Voices from the Soil: Listening to Non-Human Intelligence

The first signal is not sound, but color.

In _ECO_, I landed on an emerald planet. The task was simple: to develop civilization and stop the meteorites that were about to hit. I cut down the first tree and began to build it. A few days later, when I looked at the global simulation, a dazzling yellow color, like a ulcerated scar, spread around my settlement. That’s because the soil fertility is declining because I cut off the root system of the soil consolidation. A body of water in the distance turned dark red — acidified, which may be caused by the runoff of my mining.

The “wisdom” I face is not any concrete creature, but the precise, fragile and silent feedback system of the planet itself. With the reduction of forests, the migratory deer will starve to death on the way to migration, and then the wolves that feed on them begin to attack my pasture. I emitted too much carbon, the polar ice caps melted, and my coastal factories were flooded by rising sea levels. This is not a punishment, but a result. It is the planet that “answers” my every action with its huge, slow and unquestionable metabolic logic. What I learned was not to have a dialogue with a “it”, but to interpret the undulating curves on the data map, like reading the gradually accelerated heartbeat and rising body temperature of a silent giant. The development of civilization has become a careful negotiation with the whole planet’s ecosystem.

The voice of another world is more direct and older. In _Rain World_, I am not the primate of all things, I am just a “survivor” — a thin and fragile creature like a sling. The “wisdom” here permeates every inch of the air. That’s a harsh, Darwin-style environmental intelligence.

Lizards will plan ambushes according to the wind direction and smell, and will learn my usual escape route. Huge leech clusters are like conscious tides, rising and falling in the pipeline, sensing vibrations. What shocked me most was a creature called “scavenger”. They are like vultures, but have complex social classes. At first, they ignored me. When I began to carry pearls that could make a specific sound, they surrounded me, not attacking, but trading. They will put down the items they are holding and point to the pearls in my hand with their beaks, waiting for the exchange.

In this world, there is no NPC, only life that follows their own survival logic. Rainwater is the biggest “cleaner”. It rises periodically, washing away everything and erasing the life that is not enough to hide. I must understand this logic: lizards are more active after the rain because their prey will come out; some insects will return to their nests collectively before thunderstorms.
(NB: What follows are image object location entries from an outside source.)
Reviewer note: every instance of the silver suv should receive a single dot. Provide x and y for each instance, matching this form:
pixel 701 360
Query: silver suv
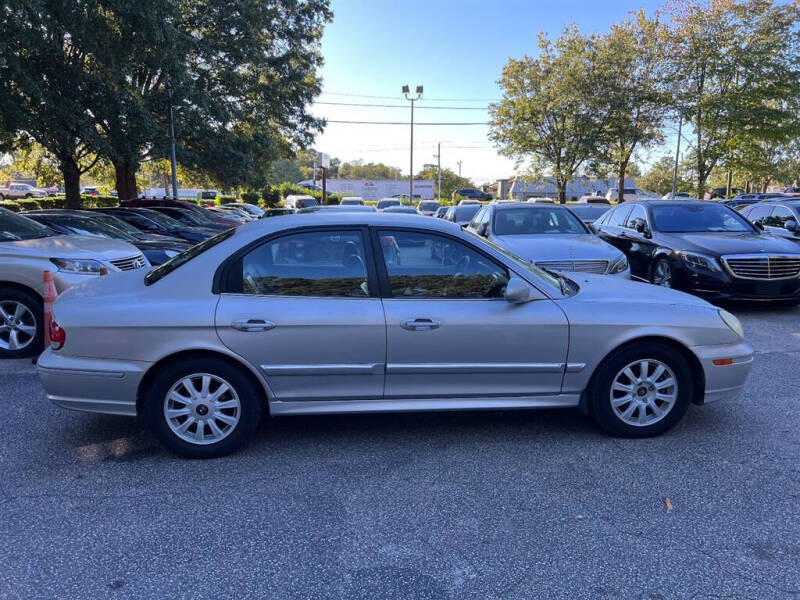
pixel 26 250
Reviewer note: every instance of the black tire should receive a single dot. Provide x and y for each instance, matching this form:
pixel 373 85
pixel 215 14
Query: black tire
pixel 600 389
pixel 663 262
pixel 250 398
pixel 34 304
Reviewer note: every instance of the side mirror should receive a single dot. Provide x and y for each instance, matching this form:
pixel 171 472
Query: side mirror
pixel 517 291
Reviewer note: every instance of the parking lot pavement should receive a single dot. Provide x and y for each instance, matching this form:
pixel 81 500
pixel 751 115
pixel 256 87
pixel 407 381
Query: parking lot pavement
pixel 450 505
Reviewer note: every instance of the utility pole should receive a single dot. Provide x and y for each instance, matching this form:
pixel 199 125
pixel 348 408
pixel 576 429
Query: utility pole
pixel 438 157
pixel 406 91
pixel 172 141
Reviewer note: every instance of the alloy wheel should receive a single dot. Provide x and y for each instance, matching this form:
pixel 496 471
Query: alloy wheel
pixel 17 325
pixel 644 392
pixel 202 409
pixel 662 275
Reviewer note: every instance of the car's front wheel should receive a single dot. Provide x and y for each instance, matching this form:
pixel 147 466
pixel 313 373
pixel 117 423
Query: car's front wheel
pixel 641 390
pixel 203 407
pixel 21 319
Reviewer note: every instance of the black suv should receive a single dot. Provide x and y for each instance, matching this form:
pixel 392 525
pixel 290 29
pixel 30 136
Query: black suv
pixel 704 248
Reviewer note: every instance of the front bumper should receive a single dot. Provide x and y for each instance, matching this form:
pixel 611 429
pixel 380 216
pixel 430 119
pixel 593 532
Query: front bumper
pixel 720 285
pixel 91 384
pixel 727 380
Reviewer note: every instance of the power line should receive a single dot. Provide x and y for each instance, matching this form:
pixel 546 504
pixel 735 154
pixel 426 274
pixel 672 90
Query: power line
pixel 403 123
pixel 395 98
pixel 403 106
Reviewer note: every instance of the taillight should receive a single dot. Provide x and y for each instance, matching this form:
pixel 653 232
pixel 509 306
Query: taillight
pixel 57 335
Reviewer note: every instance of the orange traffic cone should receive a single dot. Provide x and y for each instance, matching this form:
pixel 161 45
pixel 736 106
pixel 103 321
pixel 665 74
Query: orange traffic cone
pixel 50 295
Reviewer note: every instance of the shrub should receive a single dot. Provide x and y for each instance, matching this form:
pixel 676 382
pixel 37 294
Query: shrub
pixel 271 196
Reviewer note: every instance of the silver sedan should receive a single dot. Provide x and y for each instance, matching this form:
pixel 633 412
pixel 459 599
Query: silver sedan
pixel 366 312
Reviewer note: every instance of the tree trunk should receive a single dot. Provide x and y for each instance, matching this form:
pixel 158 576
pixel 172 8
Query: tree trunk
pixel 72 182
pixel 125 176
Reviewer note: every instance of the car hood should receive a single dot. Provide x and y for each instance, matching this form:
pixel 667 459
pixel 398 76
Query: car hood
pixel 729 243
pixel 567 246
pixel 599 288
pixel 69 246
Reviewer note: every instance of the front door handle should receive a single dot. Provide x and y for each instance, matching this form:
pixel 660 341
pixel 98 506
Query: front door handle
pixel 419 324
pixel 253 325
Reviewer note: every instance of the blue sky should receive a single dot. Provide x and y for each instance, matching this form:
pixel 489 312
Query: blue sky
pixel 456 49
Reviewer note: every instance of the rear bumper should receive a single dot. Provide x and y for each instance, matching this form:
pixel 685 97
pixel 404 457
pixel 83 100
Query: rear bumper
pixel 91 384
pixel 724 381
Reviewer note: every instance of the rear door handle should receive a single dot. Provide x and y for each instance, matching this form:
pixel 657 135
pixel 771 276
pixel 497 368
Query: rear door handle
pixel 419 324
pixel 253 325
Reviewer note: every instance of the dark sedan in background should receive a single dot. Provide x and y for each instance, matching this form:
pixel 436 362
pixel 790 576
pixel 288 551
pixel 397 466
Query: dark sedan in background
pixel 153 221
pixel 778 218
pixel 704 248
pixel 157 249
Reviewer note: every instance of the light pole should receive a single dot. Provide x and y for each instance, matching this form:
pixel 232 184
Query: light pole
pixel 406 92
pixel 172 142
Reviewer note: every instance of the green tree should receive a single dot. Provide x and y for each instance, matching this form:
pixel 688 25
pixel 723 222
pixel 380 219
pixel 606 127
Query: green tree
pixel 632 66
pixel 551 114
pixel 735 63
pixel 450 181
pixel 49 82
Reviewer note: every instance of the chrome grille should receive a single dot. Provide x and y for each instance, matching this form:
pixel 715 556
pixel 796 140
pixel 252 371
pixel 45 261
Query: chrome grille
pixel 754 266
pixel 130 263
pixel 581 266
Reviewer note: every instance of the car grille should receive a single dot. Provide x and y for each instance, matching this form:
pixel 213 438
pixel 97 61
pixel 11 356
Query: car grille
pixel 130 263
pixel 581 266
pixel 763 267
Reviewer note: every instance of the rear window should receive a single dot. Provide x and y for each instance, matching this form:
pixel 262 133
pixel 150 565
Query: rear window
pixel 185 256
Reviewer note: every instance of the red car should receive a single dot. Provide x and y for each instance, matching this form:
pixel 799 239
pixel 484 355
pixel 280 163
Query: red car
pixel 148 203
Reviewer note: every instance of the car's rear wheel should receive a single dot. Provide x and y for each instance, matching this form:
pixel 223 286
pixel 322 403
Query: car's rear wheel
pixel 641 390
pixel 203 407
pixel 662 273
pixel 21 320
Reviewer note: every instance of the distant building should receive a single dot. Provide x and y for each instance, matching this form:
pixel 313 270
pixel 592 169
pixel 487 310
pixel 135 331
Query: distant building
pixel 522 189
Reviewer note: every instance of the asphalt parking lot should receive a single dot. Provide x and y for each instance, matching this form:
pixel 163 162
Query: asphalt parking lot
pixel 453 505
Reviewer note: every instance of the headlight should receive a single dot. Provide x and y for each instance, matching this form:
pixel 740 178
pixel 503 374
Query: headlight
pixel 700 261
pixel 81 266
pixel 619 266
pixel 732 322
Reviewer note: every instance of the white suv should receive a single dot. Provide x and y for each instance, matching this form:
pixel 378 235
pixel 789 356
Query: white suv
pixel 26 250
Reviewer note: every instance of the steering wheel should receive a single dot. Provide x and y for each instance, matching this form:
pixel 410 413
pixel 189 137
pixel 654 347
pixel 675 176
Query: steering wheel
pixel 462 265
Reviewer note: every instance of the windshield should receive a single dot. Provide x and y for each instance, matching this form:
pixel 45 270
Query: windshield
pixel 14 228
pixel 161 218
pixel 466 212
pixel 118 223
pixel 526 221
pixel 185 256
pixel 88 227
pixel 698 218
My “strategy” is not to recite the version, but to learn the natural rhythm and the habits of all neighbors like primitive people. Wisdom is not what I have, but what I need to integrate. My survival depends on how well I can “understand” the thunder of the rain warning, the threatening gurgling in the throat of predators, and the barter and silent rules of the garbage collector.

I turned off the game and walked to the window. The trees in the park downstairs are just silent silhouettes in the twilight. But I suddenly felt that I could “hear” something else. The direction of the water flow in the underground pipe network of the city, the low sound of the power grid load humming, and even the invisible flow of the food chain — from takeaway packaging to garbage disposal. We live in a world where artificial systems and natural systems are deeply interlocked, but we often only hear our own voices.
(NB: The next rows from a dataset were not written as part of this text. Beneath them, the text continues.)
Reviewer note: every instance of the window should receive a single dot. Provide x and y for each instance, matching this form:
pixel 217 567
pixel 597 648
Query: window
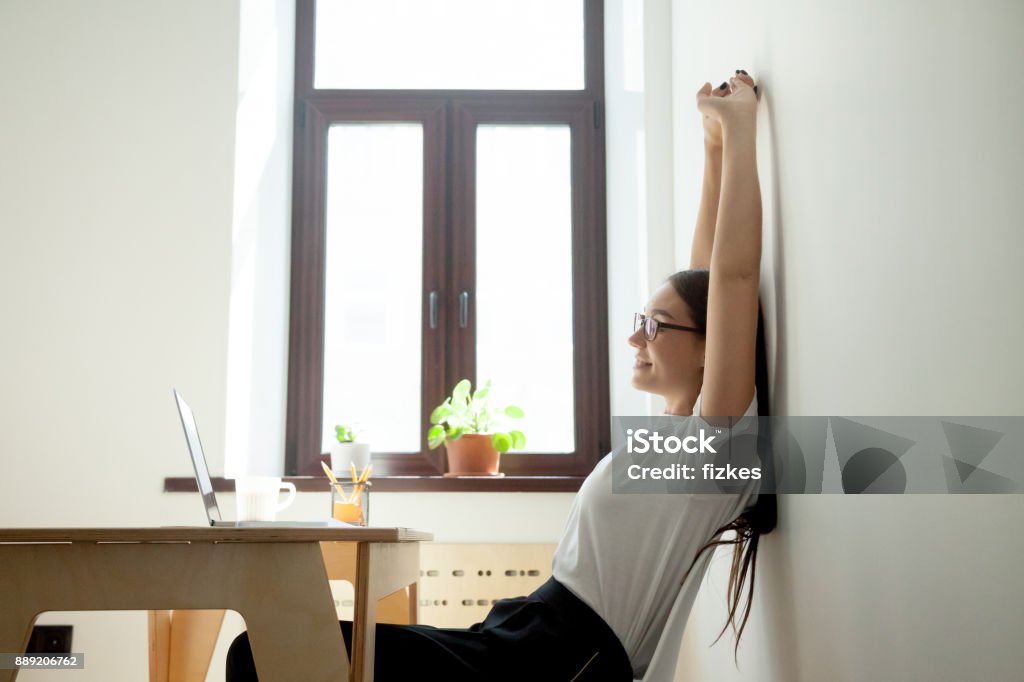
pixel 449 223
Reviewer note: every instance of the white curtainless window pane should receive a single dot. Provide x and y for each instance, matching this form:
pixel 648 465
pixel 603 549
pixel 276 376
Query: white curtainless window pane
pixel 450 44
pixel 372 336
pixel 524 276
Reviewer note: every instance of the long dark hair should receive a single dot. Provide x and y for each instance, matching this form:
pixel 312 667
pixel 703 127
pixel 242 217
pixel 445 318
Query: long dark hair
pixel 761 519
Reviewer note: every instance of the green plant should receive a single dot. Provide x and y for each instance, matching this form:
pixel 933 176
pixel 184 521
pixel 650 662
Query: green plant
pixel 472 413
pixel 344 433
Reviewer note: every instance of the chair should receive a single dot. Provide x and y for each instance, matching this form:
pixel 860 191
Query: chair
pixel 181 642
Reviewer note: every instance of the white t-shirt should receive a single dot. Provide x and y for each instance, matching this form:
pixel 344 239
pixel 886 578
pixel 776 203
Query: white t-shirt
pixel 625 555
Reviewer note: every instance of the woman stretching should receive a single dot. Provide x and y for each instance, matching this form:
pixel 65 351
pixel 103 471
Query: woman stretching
pixel 628 567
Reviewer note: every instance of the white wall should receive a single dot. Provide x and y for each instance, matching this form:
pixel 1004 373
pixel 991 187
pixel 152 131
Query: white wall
pixel 116 152
pixel 890 147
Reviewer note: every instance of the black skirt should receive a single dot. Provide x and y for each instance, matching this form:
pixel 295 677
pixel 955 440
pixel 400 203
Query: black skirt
pixel 550 635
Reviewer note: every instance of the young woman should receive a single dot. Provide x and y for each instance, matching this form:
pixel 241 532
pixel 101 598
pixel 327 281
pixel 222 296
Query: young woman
pixel 626 571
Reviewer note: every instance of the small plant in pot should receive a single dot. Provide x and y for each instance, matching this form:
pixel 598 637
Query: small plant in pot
pixel 468 424
pixel 348 452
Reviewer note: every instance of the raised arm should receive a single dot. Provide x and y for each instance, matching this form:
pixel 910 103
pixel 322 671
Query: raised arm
pixel 704 235
pixel 735 256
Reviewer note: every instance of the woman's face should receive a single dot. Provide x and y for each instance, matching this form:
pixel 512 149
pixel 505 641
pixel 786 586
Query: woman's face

These games give me a strange kind of listening training. It makes me try to perceive those huge, complex and non-personal systematic wisdom. In _ECO_, this kind of wisdom is the “shout” emitted by the planet through the ecological collapse, and in _Rain World_, it is the “law” written by the rainforest with survival and death. It has no emotion, but it is extremely sophisticated; it has no purpose, but it creates order.

We are used to imagining wisdom as a brain that can talk and plan. But these games reveal that wisdom may be how a forest distributes sunlight and moisture, how a planet balances the carbon cycle, and a cruel and effective operating protocol that a whole ecosystem has polished over hundreds of millions of years. Listening to this wisdom does not require ears. What is needed is the ability to observe the connection, the humility of understanding feedback, and the awareness of realizing that you are just a small node in countless fluid relationships. It’s not a conversation, but a resonance — when you finally adjust your frequency and synchronize with the pulse of that soil, that rain, and the whole silent world.